Samantha and I bought juggling balls. We practiced some more. Mostly we did a lot of watching, because eveyone else was so incredible. In the afternoon we went to the side chapel where they had been holding workshops all day. We attended a poi workshop on the 5-Beat Weave, a more complicated move that I had been trying to learn for ages but hadn't been able to master. I can do it know. I'm very proud.
After the workshop the chapel wasn't in use, so we got a game of Jungle Speed going with Matt, Robin, Samantha, me, and several random people who wanted to learn. It was the biggest room we had ever played in, which made it far easier for people to run after and wrestle for the totem. Hugely entertaining.
In the evening we were kicked out of the abbey so they could set up for that evening's juggling show. Samantha and I went to the social hall to sample the cakes that had been submitted for the chocolate cake competition, then we returned to the abbey to help set up seats and place chocolate bars on each chair.
The show was great, with some pretty impressive acts. They varied from hula hoops to juggling balls, rings, and clubs. The god of Diablo performed some ridiculous feats of Diablo. My favorite, though, was the "Catrobats," a pair of acrobats who dressed like and performed to the musical Cats.
People hung around for a while after the show. It was dark out now, so we watched some people who had taken out fiberoptic poi and glowing juggling balls. Then we helped put chairs away, watched Robin and Jak attempt to ride an enormous unicycle, and stood by the door eating the remnants of the winners of the chocolate cake competition.

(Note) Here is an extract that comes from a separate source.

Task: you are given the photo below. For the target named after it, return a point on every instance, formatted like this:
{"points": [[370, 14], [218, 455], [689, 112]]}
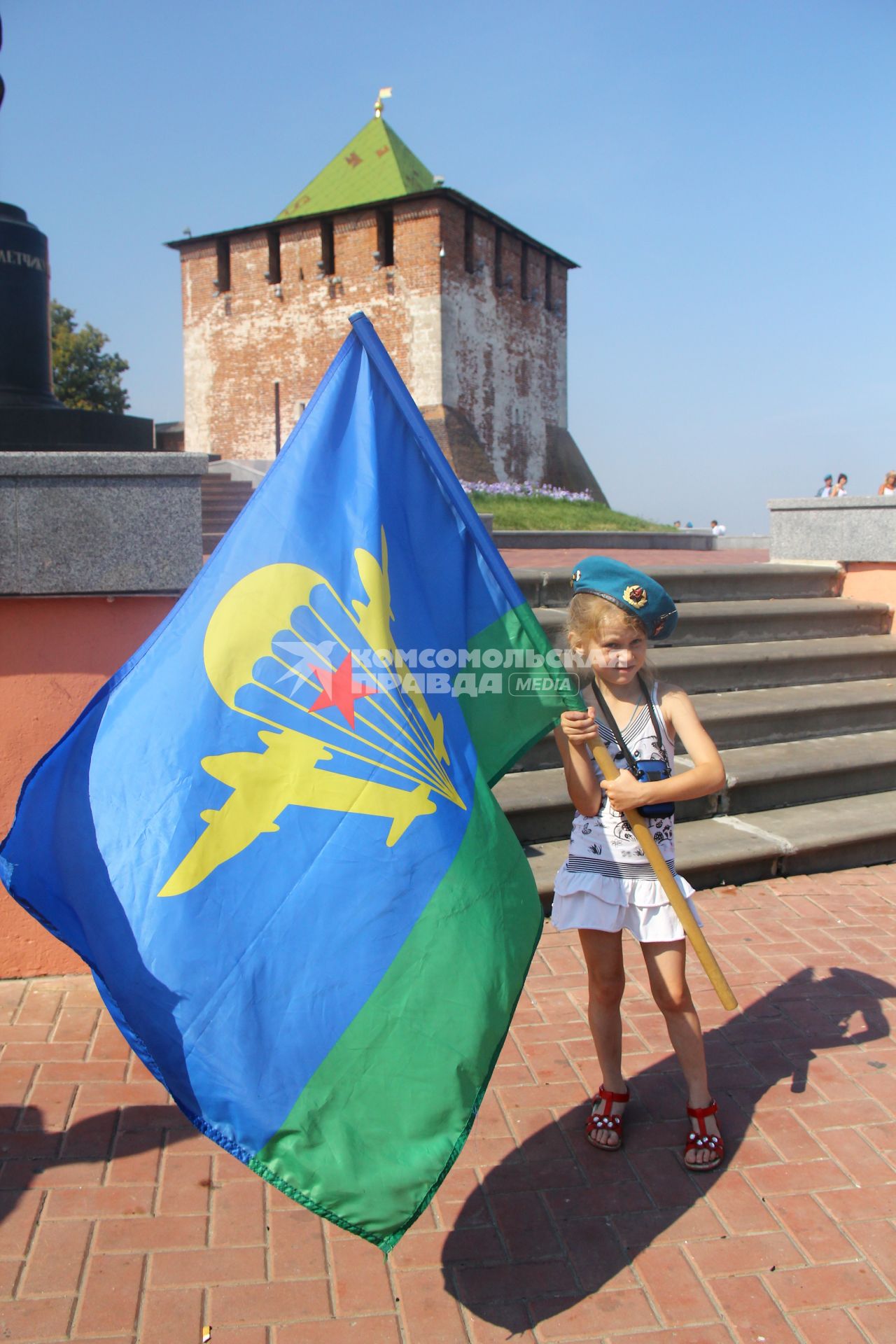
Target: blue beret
{"points": [[630, 590]]}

We stopped to drop our stuff off at Anna's house, and then went to a pub to have a drink with some of the convention organizers and acts from the evening's show. The pub kicked us out around midnight. Several people came back to Anna's, so I hung around in the living room for a while until I was too tired. I excused myself and went to bed.
We woke up a bit later the next morning, ate breakfast, and drove home. The lorry game didn't last long, since Jak, Matt, and I slept through a good portion of the drive. Occasionally Samantha and I would glace warily over at the speedometer, which would often be pushing 100 mph. But we made it back alive.
I can't say Chocfest was exactly what I expected. I thought there would be more chocolate, first of all. I certainly didn't expect it to take place in an abbey. But I had a good time. After Chocfest, I got really excited for the British Juggling Convention, the second biggest juggling convention in Europe, which Jak and (officially) the UEA Circus Soc is organizing, to be held over Spring Break. However, Jak found out a couple weeks ago that UEA has renigged on its agreement to let the BJC be held on campus, and therefore Jak is having to postpone it until August, when hopefully he will be able to find another venue. It's sad, because I was looking forward to it.
Maybe I'll just have to start a Circus Society at Dickinson.